This page is meant as a template for writing a KIP. To create a KIP choose Tools->Copy on this page and modify with your content and replace the heading with the next KIP number and a description of your issue. Replace anything in italics with your own description.
Status
Current state: Under Discussion
Discussion thread: here
JIRA: here
Released: <Kafka Version>
Please keep the discussion on the mailing list rather than commenting on the wiki (wiki discussions get unwieldy fast).
Motivation
The most expensive part of a Kafka cluster is probably its storage system. At LinkedIn we use RAID-10 for storage and set Kafka’s replication factor = 2. This setup requires 4X space to store data and tolerates up to 1 broker failure. We are at risk of data loss with just 1 broker failure, which is not acceptable for e.g. financial data. On the other hand, it is prohibitively expensive to set replication factor = 3 with RAID-10 because it will increase our existing hardware cost and operational cost by 50%.

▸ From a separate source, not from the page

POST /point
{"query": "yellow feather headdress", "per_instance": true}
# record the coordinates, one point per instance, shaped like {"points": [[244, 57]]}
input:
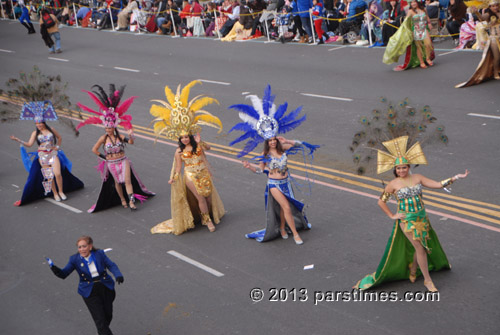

The solution is to use JBOD and set replication factor = 3 or higher. It is based on the idea that Kafka already has replication across brokers and it is unnecessary to use RAID-10 for replication. Let’s say we set the replication factor = 4 with JBOD. This setup requires 4X space to store data and tolerate up to 3 broker failures in order not to lose any data. In comparison to our existing setup, this allows us to obtain 3X broker failure tolerance without increasing storage hardware cost.
We have evaluated the possibility of using other RAID setup in LinkedIn. But none of them addresses our problem as JBOD does. RAID-0 stops working entirely with just one disk failure. RAID-5 or RAID-6 has sizable performance loss as compared to RAID-0 and probably JBOD as well, due to their use of block-level striping with distributed parity.
Unfortunately, JBOD is not recommended for Kafka because some important features are missing. For example, Kafka lacks good support for tools as well as load balancing across disks when multiple disks are used. Here is a list of problems that need to be addressed for JBOD to be useful:
1) Broker will shutdown if any disk fails. This means a single disk failure can bring down the entire broker. Instead, broker should still serve those replicas on the good disks as long as there is good disk available.
2) Kafka doesn’t provide the necessary tools for users to manage JBOD. For example, Kafka doesn’t provide script to re-assign replicas between disks of the same broker. These tools are needed before we can use JBOD with Kafka.
3) JBOD doesn’t by itself balance load across disks as RAID-10 does. This will be a new problem for us to solve in order for JBOD setup to work well. We should have a better solution than round-robin which we are using to select disk to place a new replica. And we should probably figure out how to re-assign replicas across disks of the same broker if we notice load imbalance across disks of a broker.
For ease of discussion, we have separated the design of JBOD support into two different KIPs. This KIP address the second problem. See KIP - Handle disk failure for JBOD to read our proposal of how to address the first problem.
Since Kafka configuration and implementation does not expose "disk", we will use log directory and disk interchangably in the rest of the KIP.
Goals
The goal of this KIP is to allow administrator to re-assign replicas to the specific log directories of brokers, query offline replicas of topics, and query offline replicas of brokers, and replace bad disks with good disks. This addresses the second problem raised in the motivation section. See KIP - Handle disk failure for JBOD to read our proposal of how to address the first problem.
Proposed change
1) How to move replica between log directories on the same broker
Problem statement:
Kafka doesn’t not allow user to move replica to another log directory on the same broker in runtime. This is not needed previously because we uses RAID-10 and the load is already balanced across disks. But it will be needed to use JBOD with Kafka.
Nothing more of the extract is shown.